# Old Textile Mill



## Jon6D (Mar 12, 2016)

Done this one with Vertigo Rod.

The minute I stepped in this Mill I just fell in love with the place.

Once a thriving hub of industry, the textile mill now stands abandoned but still home to hundreds of colour coordinated yarns.
The looms have stood unused for decades and the mill’s machinery is rusting away,
disused since 1980, the mill has been untouched and boxes of yarn lay abandoned on the floor of the building

The amount of machinery and objects left behind is just something you don’t see every day, It’s the kind of stuff you would expect to see in a museum, it's shocking to see that the history was not being preserved, everything was just sitting there, the looms have stood unused for decades and the mill's machinery now rusts away.
I hope they save this place and do sorting with it, it would be such a shame if this place goes to waste.


----------



## smiler (Mar 12, 2016)

Nicely Done Jon, I wonder why the bits of harness were there? I enjoyed it, Thanks


----------



## Rubex (Mar 12, 2016)

Wow what an amazing place! Fantastic find and photos Jon6D


----------



## degenerate (Mar 12, 2016)

Absolutely amazing Jon, I love mills and this has made my jaw drop!


----------



## jsp77 (Mar 12, 2016)

That's a very nice mill, loving the old machinery, thanks for sharing John


----------



## HughieD (Mar 12, 2016)

Fantastic that. Like a living museum. Can we have a bit more on the whereabouts please?


----------



## tumble112 (Mar 12, 2016)

That would make a nice museum. Well captured.


----------



## KateyB (Mar 12, 2016)

Wow this looks amazing, great photos!


----------



## Sam Haltin (Mar 13, 2016)

It looks like they just went home after a days work and never turned up the following day. The belts are still attached. Nicely done though.


----------



## scribe (Mar 14, 2016)

That is very special. Nice shots and thanks for sharing.


----------



## Dirus_Strictus (Mar 14, 2016)

smiler said:


> Nicely Done Jon, I wonder why the bits of harness were there? I enjoyed it, Thanks



This place has become a dumping ground since it was abandoned, one now finds quite a lot of none textile related items scattered about. Locked up finally when the the price of ferrous scrap was stuck in a very low trough, the location of this place meant that scrapping made no profit. The machinery is not that uncommon if you search around. My wife's family were mill owners in Armley and like all businesses in the 70's and 80's in the area, the floors were full of this type of machinery. It is the main reason why the British industry went to the wall - outdated machinery that nearly bankrupt businesses could not afford to replace, but if they were to compete with the Italian and Asian mills had to be replaced. Most like my late father-in-law wound up the business and paid out the family share holders, rather than loose everything. Sad, but a feature of many British industries over the years - lack of investment in modern machinery when cash was available and then catastrophe when there is no cash to replace to survive!

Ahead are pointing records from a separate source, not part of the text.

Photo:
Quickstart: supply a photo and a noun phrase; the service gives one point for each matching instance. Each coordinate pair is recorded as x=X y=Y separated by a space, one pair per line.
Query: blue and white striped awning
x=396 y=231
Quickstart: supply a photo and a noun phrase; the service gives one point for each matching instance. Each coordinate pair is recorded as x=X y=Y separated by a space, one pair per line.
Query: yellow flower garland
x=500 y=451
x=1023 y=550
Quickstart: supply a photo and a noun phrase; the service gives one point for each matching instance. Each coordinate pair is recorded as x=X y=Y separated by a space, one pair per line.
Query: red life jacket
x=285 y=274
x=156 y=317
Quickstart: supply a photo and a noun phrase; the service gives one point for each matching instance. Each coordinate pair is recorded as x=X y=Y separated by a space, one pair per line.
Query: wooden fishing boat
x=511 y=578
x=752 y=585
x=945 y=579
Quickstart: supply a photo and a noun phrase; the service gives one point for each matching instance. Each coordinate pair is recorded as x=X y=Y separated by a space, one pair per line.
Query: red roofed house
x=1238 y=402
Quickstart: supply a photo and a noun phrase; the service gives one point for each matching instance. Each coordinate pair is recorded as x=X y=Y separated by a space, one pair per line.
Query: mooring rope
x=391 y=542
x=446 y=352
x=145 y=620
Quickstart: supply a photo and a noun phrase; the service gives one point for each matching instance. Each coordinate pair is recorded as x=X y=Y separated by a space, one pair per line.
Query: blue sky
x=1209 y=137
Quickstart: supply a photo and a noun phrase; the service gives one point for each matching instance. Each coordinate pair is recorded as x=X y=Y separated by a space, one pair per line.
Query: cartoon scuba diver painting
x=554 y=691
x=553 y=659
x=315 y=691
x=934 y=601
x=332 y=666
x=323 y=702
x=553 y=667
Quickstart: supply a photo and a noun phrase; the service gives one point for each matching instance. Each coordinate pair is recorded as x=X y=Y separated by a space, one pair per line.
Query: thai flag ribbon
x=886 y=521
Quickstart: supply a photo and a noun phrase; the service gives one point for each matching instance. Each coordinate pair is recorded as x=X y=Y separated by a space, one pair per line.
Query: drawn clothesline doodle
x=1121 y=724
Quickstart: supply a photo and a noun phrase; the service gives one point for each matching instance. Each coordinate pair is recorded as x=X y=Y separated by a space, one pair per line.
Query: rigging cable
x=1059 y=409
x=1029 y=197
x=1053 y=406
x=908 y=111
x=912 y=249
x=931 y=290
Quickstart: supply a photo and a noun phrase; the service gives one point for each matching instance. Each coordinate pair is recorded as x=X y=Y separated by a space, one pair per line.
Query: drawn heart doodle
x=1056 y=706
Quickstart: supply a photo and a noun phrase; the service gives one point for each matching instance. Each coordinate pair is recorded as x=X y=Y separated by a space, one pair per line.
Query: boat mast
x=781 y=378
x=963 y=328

A very nice set of photographs here - well done!


----------



## tazong (Mar 14, 2016)

Excellent find - great photos bud


----------



## flyboys90 (Mar 14, 2016)

Amazing piece of history,bet it made a hell of a clatter when it was running.First class images.


----------



## Dirus_Strictus (Mar 14, 2016)

flyboys90 said:


> Amazing piece of history,bet it made a hell of a clatter when it was running



Like all these mills, it did. That is why all mill workers were excellent lip readers - deaf or not!


----------



## Brewtal (Mar 14, 2016)

Great find mate - I love stuff like this! Thank you for sharing!


----------



## Jon6D (Mar 16, 2016)

tazong said:


> Excellent find - great photos bud


Thanks Taz


----------



## Jon6D (Mar 16, 2016)

smiler said:


> Nicely Done Jon, I wonder why the bits of harness were there? I enjoyed it, Thanks


Probably used horses to pull stuff up the and down the river that powered the mill or to transport wool to and from the mill ?


----------



## Jon6D (Mar 16, 2016)

degenerate said:


> Absolutely amazing Jon, I love mills and this has made my jaw drop!


Thanks buddy


----------



## Vertigo Rod (Mar 16, 2016)

Superb photos of a fantastic place. Enjoyed this visit a lot - especially after what happened just before . Brilliant stuff as usual Jon


----------



## mockingbird (Mar 16, 2016)

i loved this place years ago! excellent work on it  upstairs is abit wobbly


----------



## ReverendJT (Mar 31, 2016)

This place is incredible, I've been trying to track it down since you first posted it and have now narrowed it down to 10 sites dotted around Wales, should make for a good summer road trip. 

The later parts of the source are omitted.